Другие подробности, так сказать, исторического порядка содержатся в I книге «Истории философии». Согласно тому, что сообщает нам Кирилл (I 38 = фрагмент 4 Segonds, отсутствующий в собрании Смита), Порфирий утверждает, что было исходно не семь мудрецов, а девять, но что только семеро были провозглашены подлинно мудрыми, на основании необычного происшествия, которое стоит того, чтобы о нем рассказали. Некий рыбак продал юношам весь свой улов рыбы, но случилось, что между рыбами находился золотой треножник. Рыбак настаивал на том, что он продал только рыбу, а не что-то иное, что находилось среди её массы, в то время как юноши считали, что названный предмет входил в совокупную массу приобретенной ими рыбы. По этой причине треножник был дан сначала Фалесу, который затем передал его Бианту, а тот, в свою очередь — другому мудрецу, а этот мудрец — еще одному из них, так что, после того, как к треножнику прикоснулись все семеро, он вернулся к первому, который решил принести его в дар богу, ибо он был наимудрейшим по сравнению с прочими.

Также у Порфирия могло быть позаимствовано сведение (II 16–17) касательно сущности неба:

«Порфирий сообщает нам, как Платон выразил свои мнения о небе, считая, что его телесный облик был сформирован из четырех элементов, введенных во взаимное согласие друг с другом под воздействием души — и он говорит следующее: “По этой причине небо и сейчас пребывает в состоянии смешения и получает свое имя по главному из элементов. Он, как я полагаю, этимологизирует это имя [неба] говоря, что оно называется οὐρανός как нечто видимое, так что ‘небо’ мыслится на основании того, что оно доступно видению”» (Порфирий намекает на хорошо известную и распространенную этимологию Платона; ср. «Кратил», 396bс: οὐρανός [небо] от ὁράω [видеть]).

В том что касается учения о том, каким образом можно познать Бога, Кирилл (I 24–25) снова прибегает к философии Порфирия. Начиная издалека, христианский писатель отмечает, что еще Авраам, хотя он уже признавал существование Бога, имел лишь смутное представление о Боге как Троице. Он усваивал Её «через образы и как бы чувственно». И это неизбежно, поскольку те, кто призван к познанию истины, не способны вынести сияние видения Бога. Те, кто стремится к познанию Бога на основе различных понятий, нуждаются в научении посредством намеков.

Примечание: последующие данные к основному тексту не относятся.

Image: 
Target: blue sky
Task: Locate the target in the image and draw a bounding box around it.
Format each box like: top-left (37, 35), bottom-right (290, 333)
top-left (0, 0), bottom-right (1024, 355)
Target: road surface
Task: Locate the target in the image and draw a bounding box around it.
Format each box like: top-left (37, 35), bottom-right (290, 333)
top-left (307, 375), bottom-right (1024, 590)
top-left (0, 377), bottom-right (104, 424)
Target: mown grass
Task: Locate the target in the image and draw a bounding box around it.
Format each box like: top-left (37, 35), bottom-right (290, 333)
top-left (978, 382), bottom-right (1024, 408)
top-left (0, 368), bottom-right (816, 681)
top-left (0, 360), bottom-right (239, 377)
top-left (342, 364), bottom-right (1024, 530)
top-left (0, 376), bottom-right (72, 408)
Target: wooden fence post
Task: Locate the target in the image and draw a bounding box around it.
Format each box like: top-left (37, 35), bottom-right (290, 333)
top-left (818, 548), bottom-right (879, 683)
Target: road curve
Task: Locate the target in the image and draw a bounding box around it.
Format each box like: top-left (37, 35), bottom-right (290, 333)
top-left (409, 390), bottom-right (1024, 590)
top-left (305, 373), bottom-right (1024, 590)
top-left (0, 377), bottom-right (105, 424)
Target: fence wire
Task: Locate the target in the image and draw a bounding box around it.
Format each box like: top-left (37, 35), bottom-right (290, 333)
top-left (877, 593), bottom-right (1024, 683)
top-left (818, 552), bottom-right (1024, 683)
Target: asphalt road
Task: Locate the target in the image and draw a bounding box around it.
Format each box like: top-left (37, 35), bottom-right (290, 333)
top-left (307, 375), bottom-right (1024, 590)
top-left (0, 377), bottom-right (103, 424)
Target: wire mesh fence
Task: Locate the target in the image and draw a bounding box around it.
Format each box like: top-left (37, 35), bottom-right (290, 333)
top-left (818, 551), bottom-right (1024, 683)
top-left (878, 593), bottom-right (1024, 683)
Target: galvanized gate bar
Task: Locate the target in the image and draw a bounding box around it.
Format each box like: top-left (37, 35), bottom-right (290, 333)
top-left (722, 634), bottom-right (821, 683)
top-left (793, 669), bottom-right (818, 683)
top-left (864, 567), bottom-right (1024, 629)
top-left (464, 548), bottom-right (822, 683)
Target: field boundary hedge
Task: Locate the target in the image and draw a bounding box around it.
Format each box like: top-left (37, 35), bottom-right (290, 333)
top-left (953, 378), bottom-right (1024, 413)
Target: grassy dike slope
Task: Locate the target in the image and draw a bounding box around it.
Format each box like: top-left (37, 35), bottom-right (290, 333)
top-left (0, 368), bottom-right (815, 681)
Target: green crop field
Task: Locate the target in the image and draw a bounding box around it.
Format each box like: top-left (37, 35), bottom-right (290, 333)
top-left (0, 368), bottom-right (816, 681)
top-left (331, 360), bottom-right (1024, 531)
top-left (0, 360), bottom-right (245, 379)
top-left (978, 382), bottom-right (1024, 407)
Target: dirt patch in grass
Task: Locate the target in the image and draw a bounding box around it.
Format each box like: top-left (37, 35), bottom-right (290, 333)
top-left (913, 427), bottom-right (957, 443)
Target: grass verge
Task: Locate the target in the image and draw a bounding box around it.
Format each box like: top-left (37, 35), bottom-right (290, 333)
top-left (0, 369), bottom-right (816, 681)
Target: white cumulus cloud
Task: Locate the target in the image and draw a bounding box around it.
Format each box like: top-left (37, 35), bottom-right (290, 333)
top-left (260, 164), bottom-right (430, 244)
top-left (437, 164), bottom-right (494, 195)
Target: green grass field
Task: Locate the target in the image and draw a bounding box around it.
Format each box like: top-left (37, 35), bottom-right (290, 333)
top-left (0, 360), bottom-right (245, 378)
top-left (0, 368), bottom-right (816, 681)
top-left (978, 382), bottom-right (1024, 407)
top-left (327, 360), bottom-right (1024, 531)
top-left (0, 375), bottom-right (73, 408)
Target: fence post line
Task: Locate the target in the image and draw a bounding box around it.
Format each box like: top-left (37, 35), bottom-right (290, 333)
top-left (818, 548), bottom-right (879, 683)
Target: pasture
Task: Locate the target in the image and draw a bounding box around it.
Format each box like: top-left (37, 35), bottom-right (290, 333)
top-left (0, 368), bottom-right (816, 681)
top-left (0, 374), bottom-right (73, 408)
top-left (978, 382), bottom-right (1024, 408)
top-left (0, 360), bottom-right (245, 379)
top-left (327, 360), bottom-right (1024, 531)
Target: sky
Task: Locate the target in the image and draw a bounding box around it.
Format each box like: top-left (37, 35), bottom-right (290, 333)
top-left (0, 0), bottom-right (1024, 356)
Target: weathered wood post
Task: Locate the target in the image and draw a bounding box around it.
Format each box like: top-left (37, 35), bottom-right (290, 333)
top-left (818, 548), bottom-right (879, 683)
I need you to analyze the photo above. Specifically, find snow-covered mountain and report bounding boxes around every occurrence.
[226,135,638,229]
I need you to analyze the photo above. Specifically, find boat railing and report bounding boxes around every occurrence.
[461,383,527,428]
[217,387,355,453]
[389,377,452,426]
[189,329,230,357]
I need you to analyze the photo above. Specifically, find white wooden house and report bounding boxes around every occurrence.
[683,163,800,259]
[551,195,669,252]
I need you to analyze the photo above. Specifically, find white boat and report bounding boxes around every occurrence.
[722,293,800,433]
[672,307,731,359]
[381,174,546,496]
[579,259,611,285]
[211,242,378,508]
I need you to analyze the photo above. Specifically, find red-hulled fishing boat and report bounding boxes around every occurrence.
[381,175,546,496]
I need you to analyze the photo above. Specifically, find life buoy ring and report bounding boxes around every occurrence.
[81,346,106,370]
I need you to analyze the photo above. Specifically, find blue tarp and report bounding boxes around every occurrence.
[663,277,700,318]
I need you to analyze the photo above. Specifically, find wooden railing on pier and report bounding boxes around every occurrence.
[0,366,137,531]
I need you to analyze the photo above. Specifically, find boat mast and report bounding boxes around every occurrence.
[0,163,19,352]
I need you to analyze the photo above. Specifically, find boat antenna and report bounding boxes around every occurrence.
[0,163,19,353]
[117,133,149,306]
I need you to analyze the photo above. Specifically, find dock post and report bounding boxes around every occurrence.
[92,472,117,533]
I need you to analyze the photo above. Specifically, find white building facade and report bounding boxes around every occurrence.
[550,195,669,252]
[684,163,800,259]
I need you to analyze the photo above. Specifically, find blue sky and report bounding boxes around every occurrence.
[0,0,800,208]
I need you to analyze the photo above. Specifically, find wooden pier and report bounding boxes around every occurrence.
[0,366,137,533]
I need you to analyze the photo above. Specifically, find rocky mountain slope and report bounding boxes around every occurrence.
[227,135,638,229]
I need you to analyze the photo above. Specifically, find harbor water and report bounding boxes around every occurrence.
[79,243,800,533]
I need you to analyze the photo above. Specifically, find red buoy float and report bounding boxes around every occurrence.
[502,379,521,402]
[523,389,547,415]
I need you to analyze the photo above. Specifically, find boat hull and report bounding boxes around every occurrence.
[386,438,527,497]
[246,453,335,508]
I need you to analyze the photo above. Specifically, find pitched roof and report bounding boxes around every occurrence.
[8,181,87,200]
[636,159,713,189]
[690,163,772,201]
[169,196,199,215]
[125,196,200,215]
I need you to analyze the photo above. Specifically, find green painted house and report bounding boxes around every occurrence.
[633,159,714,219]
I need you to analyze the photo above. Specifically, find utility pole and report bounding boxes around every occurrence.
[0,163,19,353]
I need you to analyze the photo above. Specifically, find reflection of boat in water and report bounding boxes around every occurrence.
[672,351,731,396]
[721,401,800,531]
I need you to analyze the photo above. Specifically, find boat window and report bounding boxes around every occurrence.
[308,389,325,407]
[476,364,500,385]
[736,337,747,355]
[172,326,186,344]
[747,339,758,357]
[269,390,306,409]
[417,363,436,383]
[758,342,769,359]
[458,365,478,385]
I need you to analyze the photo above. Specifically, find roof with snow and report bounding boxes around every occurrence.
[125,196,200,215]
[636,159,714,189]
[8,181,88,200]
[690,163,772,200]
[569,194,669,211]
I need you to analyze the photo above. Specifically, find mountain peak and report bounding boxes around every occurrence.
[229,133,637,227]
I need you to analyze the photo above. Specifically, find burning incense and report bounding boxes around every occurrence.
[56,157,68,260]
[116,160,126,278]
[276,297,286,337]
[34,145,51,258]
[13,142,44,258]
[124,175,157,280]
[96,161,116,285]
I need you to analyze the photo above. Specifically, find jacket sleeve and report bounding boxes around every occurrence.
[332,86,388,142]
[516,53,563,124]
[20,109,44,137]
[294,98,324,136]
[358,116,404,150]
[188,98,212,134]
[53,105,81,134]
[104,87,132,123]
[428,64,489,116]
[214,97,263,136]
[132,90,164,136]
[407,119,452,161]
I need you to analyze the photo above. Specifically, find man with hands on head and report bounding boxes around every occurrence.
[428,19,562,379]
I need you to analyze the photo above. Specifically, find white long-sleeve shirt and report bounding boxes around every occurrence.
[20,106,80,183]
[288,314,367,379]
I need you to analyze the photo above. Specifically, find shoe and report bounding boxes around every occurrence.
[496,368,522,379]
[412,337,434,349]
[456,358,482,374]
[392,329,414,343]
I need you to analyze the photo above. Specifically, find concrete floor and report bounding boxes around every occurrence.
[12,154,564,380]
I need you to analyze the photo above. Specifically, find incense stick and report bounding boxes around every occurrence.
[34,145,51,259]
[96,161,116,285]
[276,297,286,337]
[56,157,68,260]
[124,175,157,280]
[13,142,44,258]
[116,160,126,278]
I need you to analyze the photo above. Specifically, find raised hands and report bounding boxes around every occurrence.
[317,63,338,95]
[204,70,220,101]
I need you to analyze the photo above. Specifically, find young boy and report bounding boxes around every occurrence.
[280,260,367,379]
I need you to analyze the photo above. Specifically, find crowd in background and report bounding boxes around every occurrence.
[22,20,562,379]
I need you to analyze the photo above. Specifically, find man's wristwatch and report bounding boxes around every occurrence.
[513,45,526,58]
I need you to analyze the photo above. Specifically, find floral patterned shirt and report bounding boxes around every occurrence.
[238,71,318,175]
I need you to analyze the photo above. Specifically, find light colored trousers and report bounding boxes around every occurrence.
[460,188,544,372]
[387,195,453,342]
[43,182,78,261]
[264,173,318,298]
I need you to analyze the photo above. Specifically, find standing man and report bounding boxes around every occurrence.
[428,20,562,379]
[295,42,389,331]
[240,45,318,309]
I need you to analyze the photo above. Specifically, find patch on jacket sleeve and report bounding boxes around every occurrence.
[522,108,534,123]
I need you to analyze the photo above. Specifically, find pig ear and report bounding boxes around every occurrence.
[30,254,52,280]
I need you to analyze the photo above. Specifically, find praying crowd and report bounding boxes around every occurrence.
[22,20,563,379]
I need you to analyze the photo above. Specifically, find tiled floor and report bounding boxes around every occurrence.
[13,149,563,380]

Это говорит также «Порфирий, который стяжал у греков немалую славу благодаря своей внешней образованности» (обратите внимание на хвалебный тон этих слов), в I книге своей «Истории философии» (тестимония 207 Smith, фрагмент 7b Segonds), и вот как он высказывается насчет тех, кого прозвали «мудрецами»:

«Не имея возможности ясным образом доверить речи первые формы и первоначала, настолько их трудно осознать и изложить, они прибегли к числам, чтобы добиться обладания учением, переданным в ясных знаках, подражая учителям геометрии и грамматики. Ведь, действительно, последние, желая описать особенности букв и сами буквы, обратились к письменным начертаниям, именуя эти начертания буквами, чтобы преподать начальное научение — и только затем они объясняют, что эти начертания не являются буквами, но служат к тому, чтобы создать первое примитивное впечатление о подлинных буквах. Так и учителя геометрии, не имея возможности передать на словах бестелесные формы, обращаются к изображению геометрических фигур. Они не имеют в виду, что треугольник, предстающий нашему взору, есть “некий конкретный треугольник”, но через его изображение они хотят задать идею треугольника. Так же поступали пифагорейцы в отношение первых рациональных данностей и первых форм: не имея возможности явить через речь бестелесные формы и первоначала, они обратились к доказательству, основанному на числах, и таким образом общую суть единства, тождества и равенства, равно как и причину взаимной поддержки и симпатических отношений, присущих миру, они назвали “Единым”».

Стоит сказать, что, согласно Порфирию, единое как число не есть реальность, но только символ Первоначала.